Наступление должно было начаться с весны 1861 года. Проект заселения, в главных чертах, был уже составлен, войска сосредоточены по местам; материальные запасы, заготовленные для прошлогодних действий на нижней Кубани, передвинуты на Лабу.
Фельдмаршал распоряжался всеми подробностями готовившегося похода, несмотря на тяжкую болезнь, удручавшую его уже несколько месяцев. К началу весны болезнь еще усилилась. Вследствие положительной воли государя императора в марте 1861 года князь Барятинский отправился за границу для излечения; но здоровье его долго не поправлялось. Тем не менее дело двинулось, основания были положены. Завоевание было довершено впоследствии другим главнокомандующим, в том же духе и с тою же энергией, какие отличали этот ряд необыкновенных походов с 1856 года; несмотря на перемену главнокомандующих, не произошло никакого перерыва не только во внутренней связи действий, но даже во внешней обстановке этой войны.

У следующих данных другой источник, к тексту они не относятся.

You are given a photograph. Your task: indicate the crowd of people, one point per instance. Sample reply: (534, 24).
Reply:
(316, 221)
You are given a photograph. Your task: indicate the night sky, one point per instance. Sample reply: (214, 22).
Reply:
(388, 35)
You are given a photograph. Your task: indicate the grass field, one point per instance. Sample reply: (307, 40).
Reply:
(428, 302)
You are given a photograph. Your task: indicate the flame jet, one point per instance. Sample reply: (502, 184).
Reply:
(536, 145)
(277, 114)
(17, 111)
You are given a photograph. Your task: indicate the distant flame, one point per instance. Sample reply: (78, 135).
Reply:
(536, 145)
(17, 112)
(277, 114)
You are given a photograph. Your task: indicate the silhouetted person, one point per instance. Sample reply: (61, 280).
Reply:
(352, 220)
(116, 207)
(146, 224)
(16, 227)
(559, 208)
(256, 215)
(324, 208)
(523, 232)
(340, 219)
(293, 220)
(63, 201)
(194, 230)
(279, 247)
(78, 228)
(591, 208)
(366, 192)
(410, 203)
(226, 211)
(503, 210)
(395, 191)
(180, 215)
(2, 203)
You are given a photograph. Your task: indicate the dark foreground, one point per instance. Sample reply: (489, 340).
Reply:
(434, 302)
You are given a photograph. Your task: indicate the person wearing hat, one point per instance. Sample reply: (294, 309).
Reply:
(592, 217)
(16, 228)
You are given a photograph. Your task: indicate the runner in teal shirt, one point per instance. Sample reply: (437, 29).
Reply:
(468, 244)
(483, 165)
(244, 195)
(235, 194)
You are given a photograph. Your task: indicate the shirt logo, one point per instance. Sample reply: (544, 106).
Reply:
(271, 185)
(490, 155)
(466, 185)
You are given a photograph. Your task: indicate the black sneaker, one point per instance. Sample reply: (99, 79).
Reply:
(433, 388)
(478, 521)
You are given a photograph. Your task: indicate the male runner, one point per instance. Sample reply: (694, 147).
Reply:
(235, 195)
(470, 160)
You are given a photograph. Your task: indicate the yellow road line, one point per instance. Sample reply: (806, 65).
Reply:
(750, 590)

За отсутствием фельдмаршала, командующим армией остался генерал-адъютант князь Орбелян. Начальство Кубанской области находилось в руках графа Евдокимова.
VI
Весною 1861 года все было готово к немедленному открытию военных действий. Перемирие с абадзехами еще не было нарушено с нашей стороны; но поведение этого народа, по всей справедливости, избавляло нас от принятых обязательств. Князь Барятинский разрешил, перед отъездом, требовать от абадзехов безусловной покорности и, в случае отказа, в котором заранее нельзя было сомневаться, внести войну в их пределы. По плану, действия 1861 года должны были обнять с востока все пространство между Лабой и Белой, которое предполагалось заселить станицами; с запада – часть страны впереди Адагумской линии и Натухайский округ, куда также должно было ввести казачье население. Внезапное сопротивление назначенных к переселению казаков, о котором я говорил в предшествующем письме, разом остановило исполнение плана. В принятой системе действий завоевание и заселение края были связаны чрезвычайно тесно, должны были идти об руку. Пока перерабатывалось положение о правилах передвижения казаков, можно было располагать лишь небольшим количеством населения, назначенного жребием, по старому обычаю; а потому необходимо было остановить движение вперед. Все лето 1861 года прошло под влиянием этого неблагоприятного обстоятельства, но не осталось бесплодным; граф Евдокимов умел выгодно употребить период невольной остановки. Не имея возможности открыть действия немедленно, он решился не показывать даже вида неудовольствия абадзехами до зимы и воспользоваться их бездействием, чтоб очистить без боя все подступы к их стране, закончить в то же время многие важные работы, исполнение которых было значительно облегчено затишьем. Так как число жеребьевых переселенцев этого года не было достаточно для того, чтоб основать передовую линию по Белой, то они были назначены для усиления существовавших линий новыми станицами. Большая часть войск лабинского отряда была обращена на тот же предмет. Таким образом, Кубанская линия протянулась до выхода реки из горной теснины, Лабинская линия была продолжена в самые горы; крайняя станица ее, Псеменская, была первым опытом поселения русских людей в горах. Кроме того, верхняя часть Лабинской линии была прикрыта тремя станицами, основанными на левом, вражеском берегу, замиренном покуда только шатким договором с абадзехами. Усиление передовых линий позволило тогда же значительно сократить кордоны, охранявшие безопасность Прикубанского края.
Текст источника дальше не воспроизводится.